Let $U$ be a domain in the plane and denote by $\mu_{x_0,U}$ the distribution of a Brownian motion starting at $x_0\in U$ by the time it hits the boundary of $U$.
Why is it that for $U=\mathbb{H}$ the upper half plane and any $x_0\in\mathbb{H}$, the exit distribution $\mu_{x_0,\mathbb{H}}$ is a Cauchy distribution on the horizontal axis (centered at the first component of $x_0$, and with scale parameter equal to the second component)? Note that the Cauchy distribution on the horizontal axis is the distribution of the intersections between the horizontal axis and random straight lines through the starting point with uniformly random angle.
Obviously this uniform angle property also holds for the exiti distribution from $U=\mathbb{D}$ the unit disk when $x_0=0$ (in this case the exit distribution is just the Hausdorff measure on the circle).

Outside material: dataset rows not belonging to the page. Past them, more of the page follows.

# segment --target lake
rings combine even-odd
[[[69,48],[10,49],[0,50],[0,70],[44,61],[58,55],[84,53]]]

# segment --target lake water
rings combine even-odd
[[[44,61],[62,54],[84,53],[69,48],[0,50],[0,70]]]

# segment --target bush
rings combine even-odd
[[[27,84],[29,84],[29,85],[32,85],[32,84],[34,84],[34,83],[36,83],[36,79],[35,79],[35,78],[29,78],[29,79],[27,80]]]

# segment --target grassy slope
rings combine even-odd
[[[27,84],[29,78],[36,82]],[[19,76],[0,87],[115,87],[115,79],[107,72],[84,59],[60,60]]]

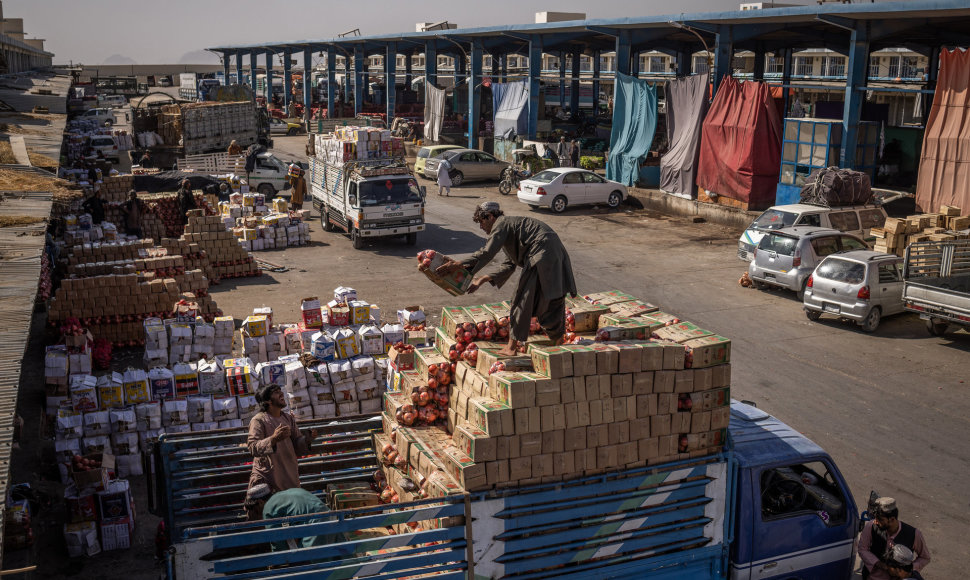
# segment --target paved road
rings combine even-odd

The question title was written in an attention gathering fashion though: I know this uniform-angle propery can't be true for all domains, but rather I'd like to ask what makes it true for the two special cases above and what makes it false for other domains.
EDIT: In a lame sense, the answer is "it's true for the half plane because the Cayley transform preserves BM up to time reparametrization and takes the horizontal axis to the circle and has derivative proportional to $1/(z+i)^2$, the absolute value of which is the Cauchy distribution for real $z$". This isn't very revealing to what's going on though, at least to me. I still don't have a clear picture of whether the uniform angle property maybe is true for all, e.g., convex domains if only formulated well enough (e.g. first pick a random line, then simulate a one dimensional Brownian motion hitting the boundary intersected with that line)